Nganjuk- Proses pembangunan Waduk terbesar se – Asia tenggara sudah mencapai tahapan pembayaran kepada warga terdampak.
Sebagian warga Desa terdampak sudah menerima uang pengganti, tapi masih ada warga dari desa Sambikerep Kecamatan Rejoso yang mengalami penundaan karena berbagai macam persoalan tanah yang belum selesai.
Bila tidak menerima appraisal itu, mereka diminta untuk melakukan gugatan di pengadilan. Jika pengadilan memenangkan gugatan tersebut maka akan dilakukan appraisal ulang. Jika kalah, maka warga harus menerima uang ganti rugi tanah ke pengadilan oleh tim appraisal, Kamis (23/7/2020)

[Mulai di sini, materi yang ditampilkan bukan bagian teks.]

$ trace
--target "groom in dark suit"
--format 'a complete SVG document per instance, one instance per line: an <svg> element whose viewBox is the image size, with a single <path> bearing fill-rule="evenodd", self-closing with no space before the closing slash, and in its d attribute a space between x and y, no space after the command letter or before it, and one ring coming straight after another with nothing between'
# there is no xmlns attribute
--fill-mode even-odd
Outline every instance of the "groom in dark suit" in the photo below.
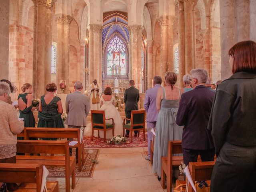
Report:
<svg viewBox="0 0 256 192"><path fill-rule="evenodd" d="M140 93L138 89L134 87L134 81L130 80L129 82L130 88L124 91L124 101L125 103L125 116L128 119L131 118L132 111L138 110L138 102L140 100ZM127 120L126 123L130 123L130 120ZM129 137L130 131L126 130L126 134L125 136ZM134 131L134 136L137 136L138 131Z"/></svg>

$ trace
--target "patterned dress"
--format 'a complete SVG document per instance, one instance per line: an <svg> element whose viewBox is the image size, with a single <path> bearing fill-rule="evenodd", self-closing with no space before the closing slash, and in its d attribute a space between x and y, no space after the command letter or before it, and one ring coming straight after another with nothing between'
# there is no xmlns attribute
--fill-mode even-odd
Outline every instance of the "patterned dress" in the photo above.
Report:
<svg viewBox="0 0 256 192"><path fill-rule="evenodd" d="M183 127L175 123L180 100L166 99L164 88L163 91L164 99L156 125L152 168L153 172L159 176L161 176L161 157L167 156L169 140L181 140Z"/></svg>
<svg viewBox="0 0 256 192"><path fill-rule="evenodd" d="M60 100L60 98L55 96L52 100L46 104L44 100L44 96L41 97L41 104L42 108L42 112L38 112L39 120L38 127L60 128L64 128L64 123L61 118L62 114L58 112L57 103ZM56 140L57 138L44 138L44 140Z"/></svg>

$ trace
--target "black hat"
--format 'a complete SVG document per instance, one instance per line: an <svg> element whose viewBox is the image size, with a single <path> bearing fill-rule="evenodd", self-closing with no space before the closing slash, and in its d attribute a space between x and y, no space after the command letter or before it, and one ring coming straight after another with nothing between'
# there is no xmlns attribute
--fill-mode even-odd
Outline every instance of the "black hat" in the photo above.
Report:
<svg viewBox="0 0 256 192"><path fill-rule="evenodd" d="M15 86L10 81L8 81L6 79L2 79L1 80L0 80L0 81L1 81L1 82L6 82L8 84L9 84L9 85L10 85L10 89L11 90L11 93L15 93L17 91L17 90L18 90L18 88L17 88L17 87L16 87L16 86Z"/></svg>

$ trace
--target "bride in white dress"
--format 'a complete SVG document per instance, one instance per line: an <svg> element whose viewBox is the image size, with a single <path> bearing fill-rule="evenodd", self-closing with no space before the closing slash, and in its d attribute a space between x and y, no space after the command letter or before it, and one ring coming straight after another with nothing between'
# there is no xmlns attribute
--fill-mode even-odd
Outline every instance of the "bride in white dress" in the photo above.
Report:
<svg viewBox="0 0 256 192"><path fill-rule="evenodd" d="M115 98L112 95L112 91L110 87L107 87L104 91L104 94L100 97L100 103L101 107L100 110L105 111L105 118L106 119L113 118L115 123L115 136L122 135L123 120L119 112L115 107ZM106 123L112 123L112 120L107 120ZM88 124L86 128L84 134L87 136L92 136L92 124ZM94 130L93 135L98 136L98 132ZM110 139L113 136L112 130L106 132L106 139ZM104 132L100 131L100 137L104 137Z"/></svg>

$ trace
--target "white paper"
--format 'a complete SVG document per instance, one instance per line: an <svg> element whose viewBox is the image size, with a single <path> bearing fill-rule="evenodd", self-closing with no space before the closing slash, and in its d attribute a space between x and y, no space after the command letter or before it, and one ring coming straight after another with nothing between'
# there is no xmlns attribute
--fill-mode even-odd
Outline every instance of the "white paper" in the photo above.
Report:
<svg viewBox="0 0 256 192"><path fill-rule="evenodd" d="M74 145L77 144L77 143L78 143L78 142L77 141L72 141L71 142L70 142L69 143L69 146L74 146Z"/></svg>
<svg viewBox="0 0 256 192"><path fill-rule="evenodd" d="M190 183L191 186L192 186L192 188L194 189L194 191L196 192L195 184L193 181L193 180L192 180L192 177L191 177L191 175L190 174L190 172L189 171L189 169L188 166L186 166L185 169L184 169L184 173L186 176L188 178L188 182Z"/></svg>
<svg viewBox="0 0 256 192"><path fill-rule="evenodd" d="M154 135L156 136L156 132L155 132L155 130L154 130L154 129L151 129L151 132Z"/></svg>
<svg viewBox="0 0 256 192"><path fill-rule="evenodd" d="M43 167L43 175L42 177L42 183L41 183L40 192L44 192L45 190L47 192L46 188L46 178L49 174L48 170L44 166Z"/></svg>

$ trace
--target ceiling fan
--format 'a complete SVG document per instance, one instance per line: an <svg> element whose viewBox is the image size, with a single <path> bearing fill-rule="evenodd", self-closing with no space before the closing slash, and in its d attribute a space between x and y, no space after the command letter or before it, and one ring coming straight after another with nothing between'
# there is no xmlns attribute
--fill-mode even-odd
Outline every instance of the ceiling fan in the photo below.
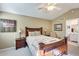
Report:
<svg viewBox="0 0 79 59"><path fill-rule="evenodd" d="M60 10L56 5L56 3L43 3L39 5L38 9L41 11L53 11L54 9Z"/></svg>

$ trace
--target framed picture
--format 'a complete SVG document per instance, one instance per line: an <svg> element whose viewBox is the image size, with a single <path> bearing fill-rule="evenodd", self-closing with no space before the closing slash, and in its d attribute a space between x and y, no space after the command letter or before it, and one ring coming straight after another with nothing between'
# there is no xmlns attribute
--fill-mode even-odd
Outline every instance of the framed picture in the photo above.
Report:
<svg viewBox="0 0 79 59"><path fill-rule="evenodd" d="M0 19L0 32L16 32L16 20Z"/></svg>
<svg viewBox="0 0 79 59"><path fill-rule="evenodd" d="M54 31L62 31L62 24L54 24Z"/></svg>

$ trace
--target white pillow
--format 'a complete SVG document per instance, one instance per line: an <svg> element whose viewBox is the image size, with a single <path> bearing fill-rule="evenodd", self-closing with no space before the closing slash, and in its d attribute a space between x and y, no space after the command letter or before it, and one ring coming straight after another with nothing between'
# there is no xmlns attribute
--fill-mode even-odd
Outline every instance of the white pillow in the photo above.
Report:
<svg viewBox="0 0 79 59"><path fill-rule="evenodd" d="M35 32L28 32L29 36L35 36Z"/></svg>
<svg viewBox="0 0 79 59"><path fill-rule="evenodd" d="M40 31L35 31L35 36L41 35Z"/></svg>

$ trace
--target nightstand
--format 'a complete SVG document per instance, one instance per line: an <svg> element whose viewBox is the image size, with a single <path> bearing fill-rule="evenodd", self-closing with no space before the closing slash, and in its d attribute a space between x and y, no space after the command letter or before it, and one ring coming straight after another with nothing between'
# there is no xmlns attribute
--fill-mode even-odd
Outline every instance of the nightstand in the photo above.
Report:
<svg viewBox="0 0 79 59"><path fill-rule="evenodd" d="M16 39L16 49L26 47L26 46L27 46L26 38L22 37L22 38Z"/></svg>

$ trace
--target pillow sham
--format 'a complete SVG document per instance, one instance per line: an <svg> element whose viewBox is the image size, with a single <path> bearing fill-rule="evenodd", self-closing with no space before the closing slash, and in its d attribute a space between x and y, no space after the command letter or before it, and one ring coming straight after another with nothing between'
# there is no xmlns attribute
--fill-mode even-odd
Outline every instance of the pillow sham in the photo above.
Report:
<svg viewBox="0 0 79 59"><path fill-rule="evenodd" d="M29 36L35 36L35 32L28 32Z"/></svg>
<svg viewBox="0 0 79 59"><path fill-rule="evenodd" d="M40 31L28 32L29 36L39 36L41 35Z"/></svg>

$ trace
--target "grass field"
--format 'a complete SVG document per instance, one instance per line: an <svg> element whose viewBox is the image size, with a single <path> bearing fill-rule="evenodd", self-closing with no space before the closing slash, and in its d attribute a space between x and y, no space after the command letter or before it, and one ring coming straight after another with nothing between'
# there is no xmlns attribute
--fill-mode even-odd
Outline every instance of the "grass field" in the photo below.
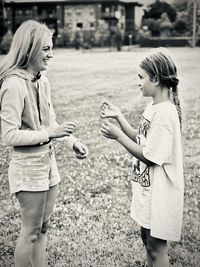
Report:
<svg viewBox="0 0 200 267"><path fill-rule="evenodd" d="M137 87L137 66L148 49L124 52L55 50L48 78L57 120L75 121L75 136L90 154L77 160L56 143L62 182L48 232L52 267L137 267L145 252L139 226L130 218L130 155L100 133L99 104L108 99L136 127L150 99ZM169 244L171 266L200 266L200 49L173 48L183 109L185 205L182 240ZM0 57L1 59L1 57ZM8 149L0 143L0 266L14 266L20 229L15 199L9 197ZM38 266L39 267L39 266Z"/></svg>

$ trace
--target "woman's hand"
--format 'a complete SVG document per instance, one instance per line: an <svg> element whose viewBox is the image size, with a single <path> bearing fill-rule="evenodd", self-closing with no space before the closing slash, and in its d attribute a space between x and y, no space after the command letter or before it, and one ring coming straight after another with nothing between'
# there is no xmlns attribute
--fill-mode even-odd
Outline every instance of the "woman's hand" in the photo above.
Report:
<svg viewBox="0 0 200 267"><path fill-rule="evenodd" d="M84 159L88 155L88 148L80 142L75 142L73 145L73 151L78 159Z"/></svg>
<svg viewBox="0 0 200 267"><path fill-rule="evenodd" d="M103 101L101 103L99 113L102 119L105 118L118 119L121 116L121 111L119 110L119 108L107 101Z"/></svg>
<svg viewBox="0 0 200 267"><path fill-rule="evenodd" d="M103 136L117 140L122 134L122 131L108 120L105 120L101 125L101 132Z"/></svg>
<svg viewBox="0 0 200 267"><path fill-rule="evenodd" d="M70 136L73 133L76 124L73 122L63 122L57 126L50 126L47 128L49 138L60 138Z"/></svg>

Ditemui di warung depan pembangunan Bendungan terbesar se Asia, Dayat warga Desa Sambikerep menjelaskan, persoalan-persoalan yang belum selesai itu. Ketidakjelasan itulah yang membuat ada warga yang sebelumnya sudah bersedia direlokasi akhirnya berbalik sikap.
“Nilai tanah kami dihargai 1.5 juta sampai 2 juta. Dan kami disuruh menunggu, masalah nunggunya berapa bulan saya tidak yakin,” papar Dayat
Laki-laki yang kesehariannya bertani ini mengatakan proses pencairan belum terjadi karena ada perubahan nilai ganti rugi.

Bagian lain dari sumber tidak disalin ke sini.